Auch als Philanthropin machte Parton Schlagzeilen. Die Entwicklung des Corona-Impfstoffs der Firma Moderna unterstützte sie mit einer Spende über eine Million Dollar (rund 830.000 Euro), ein von ihr betriebenes Leseförderprogramm verteilte weltweit rund 100 Millionen Bücher an bedürftige Kinder.

Eigene Kinder hatte Parton nicht. Mit ihrem Ehemann Carl Dean, der sich stets im Hintergrund abseits des Rampenlichts hielt, war sie bis zu dessen Tod 2025 mehr als 58 Jahre lang verheiratet.

Popstar Miley Cyrus nannte den Tod ihrer Patentante im Onlinedienst X einen "verheerenden Tag für die Menschheit". Es gebe "so viele böse Menschen auf dieser Welt, und ausgerechnet ein reines Herz wie Dolly Parton mussten wir verlieren", schrieb sie.
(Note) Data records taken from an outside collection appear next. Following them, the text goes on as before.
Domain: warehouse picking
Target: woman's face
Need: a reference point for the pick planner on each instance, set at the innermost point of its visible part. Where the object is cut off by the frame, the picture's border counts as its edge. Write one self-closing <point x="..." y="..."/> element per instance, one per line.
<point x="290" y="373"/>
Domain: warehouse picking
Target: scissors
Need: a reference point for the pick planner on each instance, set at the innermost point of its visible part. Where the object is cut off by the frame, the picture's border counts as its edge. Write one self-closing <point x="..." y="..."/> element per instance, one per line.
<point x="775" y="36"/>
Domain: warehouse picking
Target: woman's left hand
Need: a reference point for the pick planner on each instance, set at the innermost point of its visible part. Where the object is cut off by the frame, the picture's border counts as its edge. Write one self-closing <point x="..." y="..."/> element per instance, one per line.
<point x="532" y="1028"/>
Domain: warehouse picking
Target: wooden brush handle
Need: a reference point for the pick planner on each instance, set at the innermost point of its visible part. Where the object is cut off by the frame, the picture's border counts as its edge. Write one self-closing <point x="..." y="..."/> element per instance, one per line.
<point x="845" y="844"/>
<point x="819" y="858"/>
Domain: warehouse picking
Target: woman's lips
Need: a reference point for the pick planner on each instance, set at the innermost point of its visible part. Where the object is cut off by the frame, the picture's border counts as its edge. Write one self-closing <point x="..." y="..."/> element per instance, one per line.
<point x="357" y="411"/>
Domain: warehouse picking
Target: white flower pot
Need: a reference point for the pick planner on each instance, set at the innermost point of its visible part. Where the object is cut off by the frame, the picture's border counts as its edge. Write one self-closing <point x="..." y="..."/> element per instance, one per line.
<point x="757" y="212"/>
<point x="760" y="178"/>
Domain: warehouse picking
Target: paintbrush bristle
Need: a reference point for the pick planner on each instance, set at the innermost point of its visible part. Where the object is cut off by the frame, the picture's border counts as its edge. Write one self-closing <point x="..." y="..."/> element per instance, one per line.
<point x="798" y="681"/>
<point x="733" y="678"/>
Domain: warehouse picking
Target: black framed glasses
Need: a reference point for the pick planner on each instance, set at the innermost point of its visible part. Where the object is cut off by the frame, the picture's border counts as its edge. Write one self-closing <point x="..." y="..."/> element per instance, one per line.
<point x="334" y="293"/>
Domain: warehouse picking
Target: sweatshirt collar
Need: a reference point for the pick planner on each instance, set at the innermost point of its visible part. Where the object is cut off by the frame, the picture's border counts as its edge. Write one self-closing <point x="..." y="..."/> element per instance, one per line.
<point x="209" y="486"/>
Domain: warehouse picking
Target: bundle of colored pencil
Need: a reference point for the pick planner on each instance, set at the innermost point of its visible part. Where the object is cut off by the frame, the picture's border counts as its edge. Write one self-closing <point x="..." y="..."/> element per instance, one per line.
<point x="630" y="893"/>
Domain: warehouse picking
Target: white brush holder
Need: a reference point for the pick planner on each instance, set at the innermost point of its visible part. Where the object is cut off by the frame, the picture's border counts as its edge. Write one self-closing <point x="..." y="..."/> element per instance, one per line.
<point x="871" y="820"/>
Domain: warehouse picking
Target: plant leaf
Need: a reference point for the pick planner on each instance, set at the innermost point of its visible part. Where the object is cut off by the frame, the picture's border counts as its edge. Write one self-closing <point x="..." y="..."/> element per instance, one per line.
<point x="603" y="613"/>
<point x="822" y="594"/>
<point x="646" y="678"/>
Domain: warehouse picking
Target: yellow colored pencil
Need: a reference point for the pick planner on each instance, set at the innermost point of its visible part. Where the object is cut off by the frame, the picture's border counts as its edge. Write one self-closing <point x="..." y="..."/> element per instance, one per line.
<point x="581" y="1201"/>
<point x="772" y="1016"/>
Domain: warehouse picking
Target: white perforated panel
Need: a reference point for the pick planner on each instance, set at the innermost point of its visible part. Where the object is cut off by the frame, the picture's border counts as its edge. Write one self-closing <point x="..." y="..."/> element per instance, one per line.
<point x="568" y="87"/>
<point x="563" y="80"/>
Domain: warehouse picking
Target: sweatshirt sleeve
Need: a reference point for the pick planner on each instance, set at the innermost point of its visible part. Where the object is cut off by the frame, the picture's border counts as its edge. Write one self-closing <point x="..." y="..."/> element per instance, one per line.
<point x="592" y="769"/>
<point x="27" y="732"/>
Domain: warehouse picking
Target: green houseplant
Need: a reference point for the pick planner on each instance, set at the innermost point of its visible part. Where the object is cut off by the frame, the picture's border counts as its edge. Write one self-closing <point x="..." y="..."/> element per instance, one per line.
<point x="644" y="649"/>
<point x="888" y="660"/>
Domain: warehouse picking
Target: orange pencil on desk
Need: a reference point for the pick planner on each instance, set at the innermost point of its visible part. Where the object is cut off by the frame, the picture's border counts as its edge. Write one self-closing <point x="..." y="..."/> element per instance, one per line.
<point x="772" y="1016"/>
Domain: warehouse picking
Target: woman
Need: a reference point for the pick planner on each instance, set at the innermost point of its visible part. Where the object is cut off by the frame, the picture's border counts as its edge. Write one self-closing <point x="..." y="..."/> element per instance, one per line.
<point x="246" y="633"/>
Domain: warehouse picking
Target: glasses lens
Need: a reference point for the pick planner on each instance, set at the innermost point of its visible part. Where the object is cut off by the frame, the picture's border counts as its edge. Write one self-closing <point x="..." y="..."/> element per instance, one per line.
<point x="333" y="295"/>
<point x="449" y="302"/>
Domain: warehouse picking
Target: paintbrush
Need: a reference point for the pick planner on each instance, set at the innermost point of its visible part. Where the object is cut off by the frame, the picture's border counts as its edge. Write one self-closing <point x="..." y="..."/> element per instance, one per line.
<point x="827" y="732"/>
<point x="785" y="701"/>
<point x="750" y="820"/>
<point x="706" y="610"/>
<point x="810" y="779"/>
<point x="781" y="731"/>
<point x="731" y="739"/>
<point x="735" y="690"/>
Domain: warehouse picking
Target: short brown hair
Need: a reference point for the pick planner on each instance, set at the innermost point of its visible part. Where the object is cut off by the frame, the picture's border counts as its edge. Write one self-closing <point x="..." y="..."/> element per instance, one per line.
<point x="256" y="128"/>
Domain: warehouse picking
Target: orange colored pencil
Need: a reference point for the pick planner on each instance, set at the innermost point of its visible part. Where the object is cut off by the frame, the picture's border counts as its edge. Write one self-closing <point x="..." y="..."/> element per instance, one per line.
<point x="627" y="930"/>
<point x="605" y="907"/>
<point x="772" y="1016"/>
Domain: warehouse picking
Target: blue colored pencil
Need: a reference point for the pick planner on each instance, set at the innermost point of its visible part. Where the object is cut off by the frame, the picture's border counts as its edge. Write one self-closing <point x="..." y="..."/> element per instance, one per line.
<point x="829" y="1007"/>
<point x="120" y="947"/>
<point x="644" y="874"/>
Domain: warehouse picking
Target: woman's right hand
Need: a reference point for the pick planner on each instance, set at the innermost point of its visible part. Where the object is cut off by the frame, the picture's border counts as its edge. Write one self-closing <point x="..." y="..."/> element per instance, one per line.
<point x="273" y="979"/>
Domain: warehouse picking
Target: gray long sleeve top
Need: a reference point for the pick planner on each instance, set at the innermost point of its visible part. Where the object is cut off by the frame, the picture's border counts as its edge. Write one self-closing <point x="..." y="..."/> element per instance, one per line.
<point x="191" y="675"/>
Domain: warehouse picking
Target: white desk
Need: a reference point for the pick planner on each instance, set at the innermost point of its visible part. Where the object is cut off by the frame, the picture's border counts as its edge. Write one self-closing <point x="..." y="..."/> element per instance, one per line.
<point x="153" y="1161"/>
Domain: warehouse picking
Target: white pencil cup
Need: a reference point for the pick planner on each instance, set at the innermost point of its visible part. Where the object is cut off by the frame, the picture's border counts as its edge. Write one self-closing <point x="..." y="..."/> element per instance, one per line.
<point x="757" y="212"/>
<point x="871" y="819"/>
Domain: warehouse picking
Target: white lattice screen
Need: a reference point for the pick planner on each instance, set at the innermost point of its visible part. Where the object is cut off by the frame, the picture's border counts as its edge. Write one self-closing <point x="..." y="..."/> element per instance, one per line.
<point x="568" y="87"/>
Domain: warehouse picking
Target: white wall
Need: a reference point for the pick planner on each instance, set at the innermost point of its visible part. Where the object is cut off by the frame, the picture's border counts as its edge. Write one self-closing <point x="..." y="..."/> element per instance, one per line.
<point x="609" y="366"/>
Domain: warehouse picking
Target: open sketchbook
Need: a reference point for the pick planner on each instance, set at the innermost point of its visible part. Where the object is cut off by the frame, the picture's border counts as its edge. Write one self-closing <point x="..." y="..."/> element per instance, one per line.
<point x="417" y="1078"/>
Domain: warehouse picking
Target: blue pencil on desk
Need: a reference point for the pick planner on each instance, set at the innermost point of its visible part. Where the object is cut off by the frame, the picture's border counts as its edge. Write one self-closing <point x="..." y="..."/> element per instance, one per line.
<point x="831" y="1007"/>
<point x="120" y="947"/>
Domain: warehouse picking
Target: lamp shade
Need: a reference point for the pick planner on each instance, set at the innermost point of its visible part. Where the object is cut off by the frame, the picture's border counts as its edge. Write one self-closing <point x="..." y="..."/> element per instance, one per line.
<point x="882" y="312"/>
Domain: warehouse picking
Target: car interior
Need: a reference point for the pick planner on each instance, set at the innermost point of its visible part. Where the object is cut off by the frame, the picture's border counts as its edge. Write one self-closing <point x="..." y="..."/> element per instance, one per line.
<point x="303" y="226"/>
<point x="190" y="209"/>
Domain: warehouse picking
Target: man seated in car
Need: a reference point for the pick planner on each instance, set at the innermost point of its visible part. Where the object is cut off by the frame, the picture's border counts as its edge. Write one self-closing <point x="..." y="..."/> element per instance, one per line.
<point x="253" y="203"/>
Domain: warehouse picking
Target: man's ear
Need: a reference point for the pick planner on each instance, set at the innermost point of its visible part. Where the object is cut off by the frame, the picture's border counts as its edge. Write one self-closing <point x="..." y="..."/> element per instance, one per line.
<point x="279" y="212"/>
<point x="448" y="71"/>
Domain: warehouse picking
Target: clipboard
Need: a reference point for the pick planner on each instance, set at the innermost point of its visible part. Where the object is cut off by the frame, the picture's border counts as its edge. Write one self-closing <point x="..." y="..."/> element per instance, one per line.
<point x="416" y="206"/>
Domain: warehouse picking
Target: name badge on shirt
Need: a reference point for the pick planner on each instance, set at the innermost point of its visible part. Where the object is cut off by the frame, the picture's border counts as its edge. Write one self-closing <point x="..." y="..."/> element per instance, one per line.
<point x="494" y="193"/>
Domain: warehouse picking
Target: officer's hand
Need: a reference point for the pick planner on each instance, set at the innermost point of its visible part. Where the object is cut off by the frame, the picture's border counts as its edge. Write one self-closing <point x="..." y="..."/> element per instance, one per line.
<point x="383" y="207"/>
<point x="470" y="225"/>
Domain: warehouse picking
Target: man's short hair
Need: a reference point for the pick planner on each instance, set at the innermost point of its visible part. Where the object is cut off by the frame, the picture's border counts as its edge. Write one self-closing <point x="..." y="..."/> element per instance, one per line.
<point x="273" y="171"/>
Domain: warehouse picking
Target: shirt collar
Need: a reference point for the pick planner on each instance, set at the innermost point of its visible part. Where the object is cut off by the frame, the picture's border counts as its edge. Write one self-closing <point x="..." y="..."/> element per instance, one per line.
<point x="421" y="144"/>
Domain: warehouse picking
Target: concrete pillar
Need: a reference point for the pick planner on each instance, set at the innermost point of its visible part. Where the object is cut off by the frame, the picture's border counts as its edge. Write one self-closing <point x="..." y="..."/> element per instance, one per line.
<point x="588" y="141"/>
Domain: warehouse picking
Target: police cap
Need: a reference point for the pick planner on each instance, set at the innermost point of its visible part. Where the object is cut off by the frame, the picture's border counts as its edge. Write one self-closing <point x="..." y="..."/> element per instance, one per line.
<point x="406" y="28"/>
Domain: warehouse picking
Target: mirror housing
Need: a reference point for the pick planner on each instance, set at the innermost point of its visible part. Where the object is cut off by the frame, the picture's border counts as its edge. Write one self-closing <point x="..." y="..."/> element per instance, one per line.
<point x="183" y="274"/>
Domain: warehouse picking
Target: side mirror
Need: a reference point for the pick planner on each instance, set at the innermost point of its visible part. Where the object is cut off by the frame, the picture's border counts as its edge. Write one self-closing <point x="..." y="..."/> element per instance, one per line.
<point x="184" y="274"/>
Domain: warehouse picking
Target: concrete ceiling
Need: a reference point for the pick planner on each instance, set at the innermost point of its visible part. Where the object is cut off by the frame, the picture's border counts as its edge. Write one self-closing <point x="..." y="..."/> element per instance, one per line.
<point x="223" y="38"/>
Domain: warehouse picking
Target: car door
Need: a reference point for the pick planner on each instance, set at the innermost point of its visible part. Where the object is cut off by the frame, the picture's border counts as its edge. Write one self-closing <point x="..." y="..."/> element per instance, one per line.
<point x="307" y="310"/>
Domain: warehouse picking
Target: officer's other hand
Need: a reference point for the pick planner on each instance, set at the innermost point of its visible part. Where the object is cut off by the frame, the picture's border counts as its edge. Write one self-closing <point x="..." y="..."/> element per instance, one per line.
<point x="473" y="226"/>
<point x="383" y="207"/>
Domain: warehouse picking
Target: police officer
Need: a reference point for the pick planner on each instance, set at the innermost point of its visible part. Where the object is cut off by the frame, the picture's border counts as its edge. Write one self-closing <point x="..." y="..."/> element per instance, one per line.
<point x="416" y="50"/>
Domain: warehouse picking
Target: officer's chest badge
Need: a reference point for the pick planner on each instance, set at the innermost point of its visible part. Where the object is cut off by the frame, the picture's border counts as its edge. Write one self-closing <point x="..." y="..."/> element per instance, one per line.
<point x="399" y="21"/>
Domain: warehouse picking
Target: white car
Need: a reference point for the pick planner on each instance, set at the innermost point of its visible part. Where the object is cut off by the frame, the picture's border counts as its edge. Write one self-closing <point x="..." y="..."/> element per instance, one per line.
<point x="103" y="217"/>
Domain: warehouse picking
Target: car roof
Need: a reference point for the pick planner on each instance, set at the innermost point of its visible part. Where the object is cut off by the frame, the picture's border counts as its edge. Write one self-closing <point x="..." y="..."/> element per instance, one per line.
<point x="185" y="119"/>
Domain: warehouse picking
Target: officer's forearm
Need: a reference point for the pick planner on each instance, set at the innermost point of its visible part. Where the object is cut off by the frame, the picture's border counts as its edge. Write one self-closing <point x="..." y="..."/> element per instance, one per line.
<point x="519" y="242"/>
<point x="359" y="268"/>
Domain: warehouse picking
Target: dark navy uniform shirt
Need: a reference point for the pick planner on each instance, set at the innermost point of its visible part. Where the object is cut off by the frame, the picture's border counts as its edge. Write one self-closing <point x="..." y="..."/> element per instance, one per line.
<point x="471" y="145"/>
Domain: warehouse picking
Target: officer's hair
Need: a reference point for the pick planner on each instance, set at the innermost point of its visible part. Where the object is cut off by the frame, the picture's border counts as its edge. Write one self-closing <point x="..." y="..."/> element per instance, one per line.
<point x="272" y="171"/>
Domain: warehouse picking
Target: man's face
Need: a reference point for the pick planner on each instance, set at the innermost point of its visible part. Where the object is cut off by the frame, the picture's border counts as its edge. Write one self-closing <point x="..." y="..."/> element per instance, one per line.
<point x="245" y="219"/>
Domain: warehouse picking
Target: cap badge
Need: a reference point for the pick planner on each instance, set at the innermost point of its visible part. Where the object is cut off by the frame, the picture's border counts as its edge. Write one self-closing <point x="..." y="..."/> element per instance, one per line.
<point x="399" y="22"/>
Megastar Taylor Swift, die ihre Karriere als Country-Sängerin begonnen hatte, erklärte, eine Welt ohne Parton fühle "sich nicht möglich, nicht real und nicht richtig an". Beyoncé, die für ihr Grammy-prämiertes Country-Album "Cowboy Carter" mit Parton zusammengearbeitet hatte, würdigte deren Mut und Talent. "Du hast so viele Lehren darüber erteilt, wie man ganz man selbst sein kann", schrieb die Pop-Diva auf ihrer Website. Den vielen Trauer-Botschaften von Country- und Pop-Stars schlossen sich auch Rapper wie Eminem an.

US-Schauspielerin Jane Fonda, die 1980 mit Parton in der Komödie "Warum eigentlich… bringen wir den Chef nicht um?" gespielt hatte, würdigte Parton als "verspieltes Südstaaten-Mädchen" und schillernde Persönlichkeit.

Die Beisetzung von Parton soll im kleinen Kreis erfolgen, wie "People" unter Berufung auf ihren Sprecher berichtete.